Em se tratando de veículos automotores, tal registro dá-se com a averbação da propriedade fiduciária, sendo dispensa a necessidade do registro em Cartório de Títulos e Documentos (Idem, ibidem).

A inteligência do art. 1.362 do “Novo” Código Civil de 2002 brasileiro elenca o rol que deve conter um contrato de propriedade fiduciária.

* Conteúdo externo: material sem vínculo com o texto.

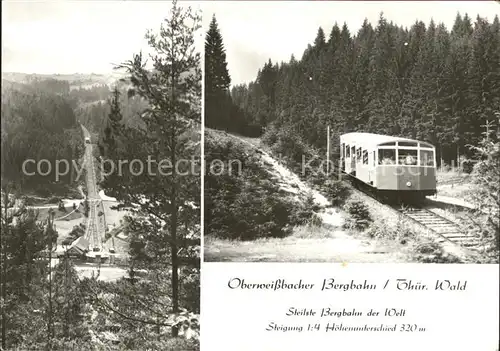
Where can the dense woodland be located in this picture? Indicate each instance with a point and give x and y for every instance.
(53, 308)
(38, 122)
(427, 82)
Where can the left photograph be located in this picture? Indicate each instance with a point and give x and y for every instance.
(100, 175)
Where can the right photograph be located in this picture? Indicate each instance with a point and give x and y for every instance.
(363, 132)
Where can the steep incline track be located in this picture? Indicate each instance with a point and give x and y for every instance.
(441, 226)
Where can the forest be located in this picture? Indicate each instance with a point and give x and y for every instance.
(38, 123)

“Art. 1.362. O contrato, que serve de título à propriedade fiduciária, conterá:

  • o total da dívida, ou sua estimativa;

  • o prazo, ou a época do pagamento;

  • a taxa de juros, se houver;

  • a descrição da coisa objeto da transferência, com os elementos indispensáveis à sua identificação.”[9]


CONCLUSÃO

O contrato de alienação fiduciária constitui instituto jurídico que atravessou o tempo e a história, sendo ainda hoje a tônica por meio da qual são resolvidas as lides ocorrentes, cuja roupagem nos enceta a tratar a res (coisa) com valor pecuniário, como garantia de solução da dívida, sendo o requisito ensejador a conclusão do contrato por meios pacíficos e, na maioria das vezes, feito de forma extrajudicial.



BIBLIOGRAFIA UTILIZADA:



CENTRAL JURÍDICA. Sítio: http://www.centraljuridica.com/doutrina/119/direito_civil/alienacao_fiduciaria_em_garantia.html

CRETELLA NETO e CRETELLA JÚNIOR, 1.000 perguntas e respostas de Direito Civil. Ed. Forense 2006. p 11.

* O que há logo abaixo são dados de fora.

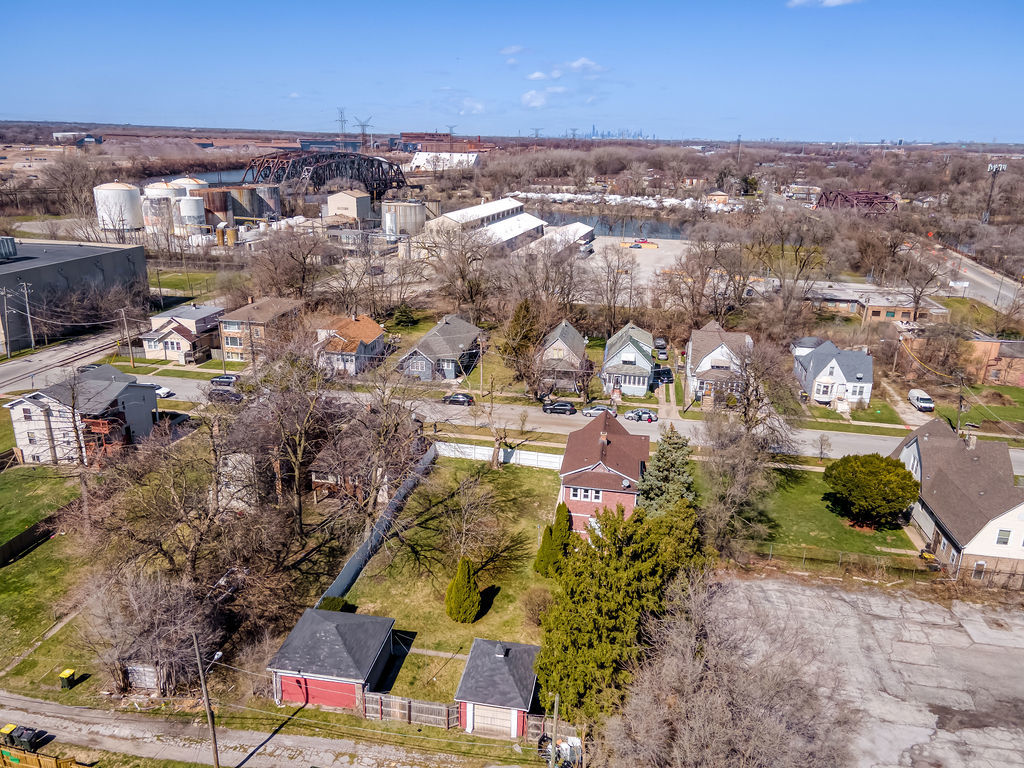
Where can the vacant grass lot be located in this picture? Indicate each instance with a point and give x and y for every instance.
(416, 600)
(28, 495)
(800, 516)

FORGIARINI Giorgio. JUS NAVIGANDI. 2002. Aspectos relevantes da alienação fiduciária em garantia. http://jus2.uol.com.br/doutrina/texto.asp?id=3108, 06.2002.

RIZZARDO, ARNALDO. Contratos, 8ª Edição. Ed. Forense, 2008. pp. 1296-1309).

SÍTIO PLANALTO http://www.planalto.gov.br/ccivil_03/_Ato2004-2006/2004/Lei/L10.931.htm%23art55

SÍTIO PLANALTO: http://www.planalto.gov.br/ccivil_03/Leis/2002/L10406.htm

VENOSA, SÍLVIO DE SALVO. Direito Civil. Terceira Edição. Vol. 2; 2003, p. 392-413.



Notas:




[1] Para efeitos de curiosidade, tais registros foram feitos pelo escriba Lactâncio, o qual registrou o Édito de Milão, pacto político feito entre Lactâncio e Licínio, o qual oficializou a religião cristã no Império Romano – Museu de Roma.
[2] Acadêmico de Direito na UNIFRA/RS.
[3] Para maiores informações, acesse o sítio: http://jus2.uol.com.br/doutrina/texto.asp?id=3108
[4] ARNALDO RIZZARDO apud PAULO RESTIFFE NETO. Garantia fiduciária, Editora Revista dos Tribunais, São Paulo, 1976, 2ª Ed., p.2
[5] ARNALDO RIZZARDO apud PONTES DE MIRANDA. Tratado de Direito Privado, vol. III, Borsoi Editor, Rio de janeiro, 1954, p. 123.
[6] Para maiores informações, acesse o sítio: http://www.centraljuridica.com/doutrina/119/direito_civil/alienacao_fiduciaria_em_garantia.html
[7] Para maiores informações, acesse o sítio: http://www.planalto.gov.br/ccivil_03/_Ato2004-2006/2004/Lei/L10.931.htm#art55
[8] O domicílio da pessoa natural é o lugar onde ela estabelece sua residência com ânimo definitivo (CRETELLA NETO e CRETELLA JÚNIOR, 2006. p 11).